For this reason, I’d argue that grappling with complexity is the highest leverage point in the battle against the overwhelming volume of reality and the stagnation of our institutions. Because people want to care. People want to care about their governments and institutions; and with the right tools they can. The same technologies that currently overwhelm can also empower. Imagine a world in which the full fidelity of your government was plainly legible and at your fingertips. And because of this you knew exactly what your government ought to do and why specifically you want them to do it. Your fellow citizens do too. Together, you are invested in concrete actions, directed by ideas anchored solidly to reality. This is achievable.
Intro to the Civilization Lab
There is great work to be done, and it’s up to us. So welcome to the Civilization Lab. We are building the infrastructure to make reality legible and to power a society which deserves and preserves its freedom. For the Civ Lab, this begins by building a robust systems model of the San Francisco city government. With it, we will shine a light into this black box and begin to untangle the root causes of our dysfunction. From this shared understanding of how the government is, we can unlock fruitful discussions about what we ought to do about it.

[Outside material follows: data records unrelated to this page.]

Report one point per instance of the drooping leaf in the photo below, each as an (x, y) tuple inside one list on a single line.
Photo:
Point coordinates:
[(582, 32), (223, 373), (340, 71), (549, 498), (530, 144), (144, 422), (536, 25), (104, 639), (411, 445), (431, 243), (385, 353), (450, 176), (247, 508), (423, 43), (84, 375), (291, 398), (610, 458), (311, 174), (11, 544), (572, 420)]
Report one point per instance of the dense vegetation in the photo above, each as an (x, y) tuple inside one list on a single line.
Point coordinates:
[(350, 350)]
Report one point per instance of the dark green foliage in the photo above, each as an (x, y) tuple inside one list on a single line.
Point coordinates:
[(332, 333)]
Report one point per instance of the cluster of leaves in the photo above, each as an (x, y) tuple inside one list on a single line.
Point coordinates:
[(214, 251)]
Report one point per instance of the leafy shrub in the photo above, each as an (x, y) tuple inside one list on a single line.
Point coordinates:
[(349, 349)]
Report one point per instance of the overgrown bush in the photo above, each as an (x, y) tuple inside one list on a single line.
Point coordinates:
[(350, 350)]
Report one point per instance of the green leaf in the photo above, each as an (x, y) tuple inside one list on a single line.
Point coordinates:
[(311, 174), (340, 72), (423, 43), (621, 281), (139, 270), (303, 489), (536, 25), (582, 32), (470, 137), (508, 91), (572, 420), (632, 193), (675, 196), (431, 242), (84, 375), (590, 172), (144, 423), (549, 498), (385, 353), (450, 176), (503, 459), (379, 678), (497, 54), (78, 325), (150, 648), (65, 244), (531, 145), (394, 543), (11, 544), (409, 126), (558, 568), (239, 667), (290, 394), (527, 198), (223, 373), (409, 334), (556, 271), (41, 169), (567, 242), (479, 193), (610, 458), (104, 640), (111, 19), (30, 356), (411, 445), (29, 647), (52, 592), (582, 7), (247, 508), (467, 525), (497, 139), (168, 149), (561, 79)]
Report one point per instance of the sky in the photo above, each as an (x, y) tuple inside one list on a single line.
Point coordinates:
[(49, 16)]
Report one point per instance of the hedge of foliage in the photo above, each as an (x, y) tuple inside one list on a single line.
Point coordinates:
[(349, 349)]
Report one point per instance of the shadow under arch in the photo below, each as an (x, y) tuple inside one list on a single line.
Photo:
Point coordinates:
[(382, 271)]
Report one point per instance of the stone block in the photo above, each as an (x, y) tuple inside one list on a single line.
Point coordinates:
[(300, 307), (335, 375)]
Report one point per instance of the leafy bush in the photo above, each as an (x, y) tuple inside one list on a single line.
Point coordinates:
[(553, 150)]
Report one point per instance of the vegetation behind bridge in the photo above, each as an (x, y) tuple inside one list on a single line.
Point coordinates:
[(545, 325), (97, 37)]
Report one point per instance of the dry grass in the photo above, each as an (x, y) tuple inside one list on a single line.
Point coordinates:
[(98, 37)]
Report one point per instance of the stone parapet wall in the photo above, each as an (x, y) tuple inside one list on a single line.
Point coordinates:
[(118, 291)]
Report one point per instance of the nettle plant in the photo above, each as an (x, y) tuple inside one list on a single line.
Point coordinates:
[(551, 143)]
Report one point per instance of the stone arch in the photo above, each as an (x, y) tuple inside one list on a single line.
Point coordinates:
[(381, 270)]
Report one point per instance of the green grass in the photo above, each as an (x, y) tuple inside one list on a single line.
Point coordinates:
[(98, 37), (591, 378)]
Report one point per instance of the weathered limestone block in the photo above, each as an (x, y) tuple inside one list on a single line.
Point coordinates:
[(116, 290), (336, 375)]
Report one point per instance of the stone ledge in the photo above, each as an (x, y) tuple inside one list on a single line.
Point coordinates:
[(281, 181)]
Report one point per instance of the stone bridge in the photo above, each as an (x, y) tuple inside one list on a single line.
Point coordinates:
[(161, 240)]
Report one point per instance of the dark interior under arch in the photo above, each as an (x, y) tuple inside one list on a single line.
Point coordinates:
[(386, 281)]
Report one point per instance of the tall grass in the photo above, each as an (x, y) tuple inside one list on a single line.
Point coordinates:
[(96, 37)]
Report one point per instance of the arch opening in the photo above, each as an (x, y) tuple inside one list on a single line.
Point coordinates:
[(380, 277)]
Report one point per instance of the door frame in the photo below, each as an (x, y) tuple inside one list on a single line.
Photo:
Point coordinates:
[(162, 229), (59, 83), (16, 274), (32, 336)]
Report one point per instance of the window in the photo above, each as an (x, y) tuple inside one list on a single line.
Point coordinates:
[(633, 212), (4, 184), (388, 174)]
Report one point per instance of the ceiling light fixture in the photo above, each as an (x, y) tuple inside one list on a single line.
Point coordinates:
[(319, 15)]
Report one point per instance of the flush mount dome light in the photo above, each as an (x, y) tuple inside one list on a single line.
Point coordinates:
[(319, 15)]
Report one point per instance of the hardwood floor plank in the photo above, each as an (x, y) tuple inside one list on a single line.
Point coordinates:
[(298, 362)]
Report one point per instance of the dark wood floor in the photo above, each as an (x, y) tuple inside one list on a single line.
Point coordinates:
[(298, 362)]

With these tools and a bit of wisdom, we believe the best days for San Francisco, for America, and for the world are ahead of us. We are already at work. There is much more coming soon, so stay tuned. In the meantime, remember that civilization could be excellent. Let’s make it so.
The is-ought frame provides a useful distinction here, but because we’re explicitly placing value judgements on reality by identifying problems we wish to solve, we can sidestep the philosophical is-ought problem described by Hume.
As stated, I believe that adapting to complexity is the fundamental problem of our time and that systems science is the tool to help us grapple with it. Humans are intuitive systems thinkers and we must do more to cultivate this ability if we want to broadly improve civilization.
This is just one thread in the broader transition into abundance/post-scarcity. Our biology was shaped by scarce environments and, as expected, this transition will not be easy. At least we get fun movies along the way.
The dislocation between agency and attention is a key driver of nihilism at all levels of society. It produces a sort of learned helplessness which leaves people unhappy with themselves and disconnected from their local communities.
A potential argument: Do we really have to know? We elect people to know how to actually do that stuff anyways. Rebuttal: As argued, free society is unnatural and takes effort to maintain. So long as the people choose their government, we will need to understand how we are governed. Otherwise we can’t make informed decisions or maintain accountability. This is especially true in places like California where we vote on legislation (ballot propositions) directly.
Free society does not occur in nature. Without effective governance processes (coordination mechanisms) it is unsustainable and we would soon return to the simpler forms of social organization which do occur naturally. For us, this means domination or collapse. Once again, I think this can be compellingly argued on the grounds of complexity and systems science.
Deutsch’s epistemology - as described in The Beginning of Infinity - explains that problems are inevitable but also solvable with sufficient information. I’ll add that it requires the will to solve them too.